Search engine giant Google is partnering with China to create a censored search platform code-named “Dragonfly.”

The search engine platform will allow the Chinese government to censor certain search terms, including human rights, democracy, religion, and peaceful protest.

Such a partnership between a tech superpower like Google and an economic powerhouse like China is certainly one to keep your eyes on.

Leaked documents obtained by The Intercept indicate that the Chinese search platform will be programmed to automatically identify and block websites that are already censored by the Great Firewall.

If certain triggering keywords or phrases are entered, the person may get nothing but a blank page.

The best part? The entire platform, including image search, automated spell check, and predictive search features will all be linked to the Great Firewall and all its blacklists.

This means that people can’t search any term or issue that the government has banned.

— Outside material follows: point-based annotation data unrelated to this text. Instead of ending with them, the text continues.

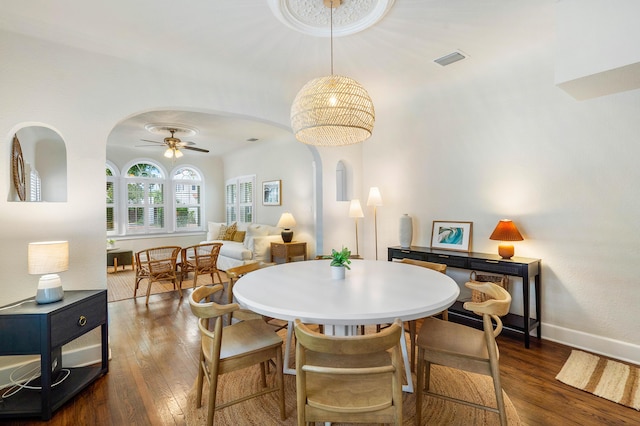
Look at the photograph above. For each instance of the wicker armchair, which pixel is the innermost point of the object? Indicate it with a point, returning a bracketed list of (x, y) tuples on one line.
[(156, 264), (201, 259)]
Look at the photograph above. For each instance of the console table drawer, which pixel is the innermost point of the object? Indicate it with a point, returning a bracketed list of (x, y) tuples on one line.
[(454, 262), (73, 322), (495, 266), (409, 254)]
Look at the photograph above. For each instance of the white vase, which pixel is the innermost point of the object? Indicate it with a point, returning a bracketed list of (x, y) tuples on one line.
[(338, 272), (406, 231)]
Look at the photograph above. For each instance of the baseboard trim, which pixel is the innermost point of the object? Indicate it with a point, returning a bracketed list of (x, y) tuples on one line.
[(76, 357), (605, 346)]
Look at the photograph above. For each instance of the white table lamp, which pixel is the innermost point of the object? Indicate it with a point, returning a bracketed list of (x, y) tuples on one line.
[(286, 222), (47, 258)]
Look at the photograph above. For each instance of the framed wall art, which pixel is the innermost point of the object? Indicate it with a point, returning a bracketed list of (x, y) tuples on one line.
[(271, 191), (449, 235)]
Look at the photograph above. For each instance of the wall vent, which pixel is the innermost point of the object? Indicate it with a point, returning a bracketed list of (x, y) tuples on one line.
[(450, 58)]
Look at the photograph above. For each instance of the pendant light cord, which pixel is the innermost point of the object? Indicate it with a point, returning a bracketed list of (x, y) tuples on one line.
[(331, 34)]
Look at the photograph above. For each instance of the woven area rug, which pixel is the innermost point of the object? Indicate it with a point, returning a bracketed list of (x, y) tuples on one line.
[(264, 410), (605, 378), (120, 284)]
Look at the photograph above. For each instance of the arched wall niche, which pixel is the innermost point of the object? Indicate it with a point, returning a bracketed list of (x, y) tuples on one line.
[(43, 164)]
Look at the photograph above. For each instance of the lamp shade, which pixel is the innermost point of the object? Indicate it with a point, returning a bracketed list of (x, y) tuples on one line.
[(355, 209), (332, 111), (286, 221), (48, 257), (375, 199), (506, 230)]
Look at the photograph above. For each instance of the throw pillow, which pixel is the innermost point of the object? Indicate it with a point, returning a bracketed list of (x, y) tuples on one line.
[(214, 231), (230, 231), (222, 232)]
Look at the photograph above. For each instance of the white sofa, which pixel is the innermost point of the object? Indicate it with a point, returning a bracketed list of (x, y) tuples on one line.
[(255, 247)]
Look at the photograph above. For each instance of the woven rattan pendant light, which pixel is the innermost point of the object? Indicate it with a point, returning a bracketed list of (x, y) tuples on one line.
[(332, 110)]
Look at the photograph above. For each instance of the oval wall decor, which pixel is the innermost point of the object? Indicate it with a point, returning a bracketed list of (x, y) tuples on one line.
[(17, 168)]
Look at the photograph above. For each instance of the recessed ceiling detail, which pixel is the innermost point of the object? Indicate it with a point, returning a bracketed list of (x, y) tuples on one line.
[(163, 129), (313, 17)]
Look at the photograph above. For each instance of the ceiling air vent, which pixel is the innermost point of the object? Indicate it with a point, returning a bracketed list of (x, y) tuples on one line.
[(450, 58)]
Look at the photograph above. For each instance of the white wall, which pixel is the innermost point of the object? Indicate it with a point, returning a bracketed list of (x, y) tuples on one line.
[(506, 142)]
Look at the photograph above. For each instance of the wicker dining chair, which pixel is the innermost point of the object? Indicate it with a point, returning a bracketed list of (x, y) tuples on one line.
[(156, 264), (464, 348), (201, 259), (233, 347)]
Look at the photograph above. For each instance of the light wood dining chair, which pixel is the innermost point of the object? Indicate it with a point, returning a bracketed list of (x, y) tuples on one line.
[(201, 259), (465, 348), (439, 267), (349, 378), (229, 348), (156, 264), (237, 272)]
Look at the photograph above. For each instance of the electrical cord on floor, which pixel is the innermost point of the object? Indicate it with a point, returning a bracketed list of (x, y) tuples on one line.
[(32, 372)]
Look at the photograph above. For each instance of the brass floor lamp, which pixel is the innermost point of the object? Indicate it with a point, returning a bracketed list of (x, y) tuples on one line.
[(375, 200), (355, 211)]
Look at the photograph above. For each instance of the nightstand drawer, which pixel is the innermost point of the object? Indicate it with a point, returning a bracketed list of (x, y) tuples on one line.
[(77, 319)]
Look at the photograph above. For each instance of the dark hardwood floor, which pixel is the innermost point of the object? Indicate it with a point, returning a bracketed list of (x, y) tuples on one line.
[(154, 361)]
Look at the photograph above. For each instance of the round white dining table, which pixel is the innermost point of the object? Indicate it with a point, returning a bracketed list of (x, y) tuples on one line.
[(373, 292)]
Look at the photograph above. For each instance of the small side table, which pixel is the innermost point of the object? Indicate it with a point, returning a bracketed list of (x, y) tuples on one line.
[(117, 258), (288, 251)]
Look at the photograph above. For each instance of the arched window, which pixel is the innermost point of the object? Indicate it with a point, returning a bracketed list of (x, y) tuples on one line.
[(112, 197), (145, 199), (145, 183), (187, 189)]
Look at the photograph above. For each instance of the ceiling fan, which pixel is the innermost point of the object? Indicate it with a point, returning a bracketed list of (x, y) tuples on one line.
[(174, 145)]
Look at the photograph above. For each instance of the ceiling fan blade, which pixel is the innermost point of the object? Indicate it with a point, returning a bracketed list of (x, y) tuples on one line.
[(192, 148)]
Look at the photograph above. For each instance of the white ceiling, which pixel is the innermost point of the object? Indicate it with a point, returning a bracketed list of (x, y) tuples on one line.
[(194, 37)]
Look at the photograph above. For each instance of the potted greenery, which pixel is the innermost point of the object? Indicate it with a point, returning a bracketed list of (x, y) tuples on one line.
[(339, 262)]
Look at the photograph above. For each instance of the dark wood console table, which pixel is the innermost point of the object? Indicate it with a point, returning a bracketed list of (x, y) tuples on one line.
[(27, 328), (522, 267)]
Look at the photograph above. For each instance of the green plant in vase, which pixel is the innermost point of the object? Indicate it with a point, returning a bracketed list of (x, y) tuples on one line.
[(340, 258), (339, 262)]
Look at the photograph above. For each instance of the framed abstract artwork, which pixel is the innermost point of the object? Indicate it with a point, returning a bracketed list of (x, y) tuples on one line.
[(449, 235), (271, 193)]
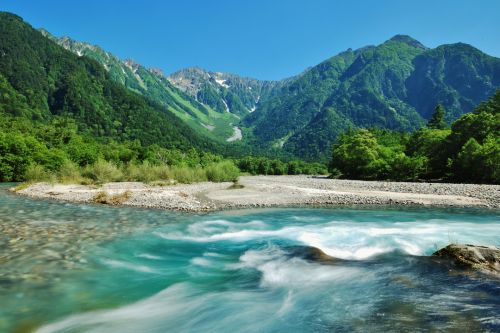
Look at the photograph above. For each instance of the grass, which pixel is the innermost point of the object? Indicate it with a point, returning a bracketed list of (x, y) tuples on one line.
[(105, 171)]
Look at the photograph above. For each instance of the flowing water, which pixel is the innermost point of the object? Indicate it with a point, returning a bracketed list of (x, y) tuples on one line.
[(106, 269)]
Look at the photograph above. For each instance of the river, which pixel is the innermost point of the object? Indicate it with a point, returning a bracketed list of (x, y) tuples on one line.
[(90, 268)]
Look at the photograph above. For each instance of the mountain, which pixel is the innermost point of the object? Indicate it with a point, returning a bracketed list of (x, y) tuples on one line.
[(394, 85), (223, 92), (41, 81), (153, 84)]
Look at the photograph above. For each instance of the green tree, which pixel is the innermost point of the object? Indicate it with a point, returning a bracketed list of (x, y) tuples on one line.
[(437, 119)]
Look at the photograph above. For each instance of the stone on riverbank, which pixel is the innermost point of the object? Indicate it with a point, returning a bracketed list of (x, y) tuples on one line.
[(472, 256)]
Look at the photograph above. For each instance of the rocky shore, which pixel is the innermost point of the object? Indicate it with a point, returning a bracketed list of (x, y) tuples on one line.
[(272, 191)]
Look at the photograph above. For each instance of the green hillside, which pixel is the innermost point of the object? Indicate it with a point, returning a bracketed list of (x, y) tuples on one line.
[(395, 85), (41, 80)]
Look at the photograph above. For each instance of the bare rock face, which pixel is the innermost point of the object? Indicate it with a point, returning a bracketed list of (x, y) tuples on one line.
[(310, 253), (472, 256)]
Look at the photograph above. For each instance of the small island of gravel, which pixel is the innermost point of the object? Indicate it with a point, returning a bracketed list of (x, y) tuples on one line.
[(272, 191)]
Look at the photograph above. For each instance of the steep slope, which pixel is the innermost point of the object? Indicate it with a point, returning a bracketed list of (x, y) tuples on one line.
[(394, 85), (222, 91), (458, 76), (153, 84), (51, 81)]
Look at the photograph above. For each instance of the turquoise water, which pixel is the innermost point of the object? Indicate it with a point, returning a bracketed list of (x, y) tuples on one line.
[(154, 271)]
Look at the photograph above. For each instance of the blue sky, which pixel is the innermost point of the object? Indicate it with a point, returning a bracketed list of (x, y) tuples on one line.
[(266, 39)]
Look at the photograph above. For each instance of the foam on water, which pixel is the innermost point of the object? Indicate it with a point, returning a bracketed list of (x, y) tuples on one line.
[(234, 272), (346, 239)]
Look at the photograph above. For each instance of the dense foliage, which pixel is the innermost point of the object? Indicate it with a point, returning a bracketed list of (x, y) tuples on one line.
[(41, 151), (395, 85), (40, 80), (467, 152), (267, 166)]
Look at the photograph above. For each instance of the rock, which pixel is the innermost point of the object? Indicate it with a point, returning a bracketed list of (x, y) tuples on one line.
[(309, 253), (472, 256)]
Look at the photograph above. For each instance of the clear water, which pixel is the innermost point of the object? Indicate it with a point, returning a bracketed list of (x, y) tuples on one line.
[(154, 271)]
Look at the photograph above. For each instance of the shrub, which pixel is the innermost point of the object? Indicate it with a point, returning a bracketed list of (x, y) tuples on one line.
[(103, 172), (187, 175), (222, 172), (146, 172), (36, 173), (69, 173)]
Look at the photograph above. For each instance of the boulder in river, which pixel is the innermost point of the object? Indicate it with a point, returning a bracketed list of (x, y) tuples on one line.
[(309, 253), (472, 256)]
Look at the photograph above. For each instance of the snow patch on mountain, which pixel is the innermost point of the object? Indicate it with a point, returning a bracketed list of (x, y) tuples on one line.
[(222, 83)]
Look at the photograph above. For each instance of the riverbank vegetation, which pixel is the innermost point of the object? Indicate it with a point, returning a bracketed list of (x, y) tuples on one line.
[(468, 151)]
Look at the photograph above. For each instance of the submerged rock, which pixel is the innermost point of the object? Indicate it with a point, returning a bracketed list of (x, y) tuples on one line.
[(309, 253), (472, 256)]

An anonymous source familiar with the project, which has been in progress since spring of last year, revealed to The Intercept that the project is restricted to a few hundred employees.

“I’m against large companies and governments collaborating in the oppression of their people, and feel like transparency around what’s being done is in the public interest…what is done in China will become a template for many other nations.” — Anonymous source for The Intercept

At this point, it seems as though project Dragonfly is restricted to the development of an Android-based mobile search application and it remains unclear as to whether a desktop version will ever be released.

According to The Intercept, despite the fact that the documents indicate partnership with a Chinese company, much of the project work is happening at Google Headquarters in Mountain View, California.

And this isn’t the first time, either.

Back in the early-to-mid 2000s, Google operated a censored version of its search engine in China despite the backlash they faced from U.S. lawmakers.

By 2010, the pressure rose to a breaking point and Google withdrew its services from China.

Nowadays the market in China poses too great a temptation for the tech giant to resist, and they have re-entered the market in hopes of claiming one of the world’s biggest monopolies.

“This has very serious implications not just for China, but for all of us, for freedom of information and internet freedom. It will set a terrible precedent for many other companies who are still trying to do business in China while maintaining the principles of not succumbing to China’s censorship. The biggest search engine in the world obeying the censorship in China is a victory for the Chinese government – it sends a signal that nobody will bother to challenge the censorship any more.”  — Patrick Poon, Hong Kong-based researcher with Amnesty International

Iron Triangle Press will continue to follow this story.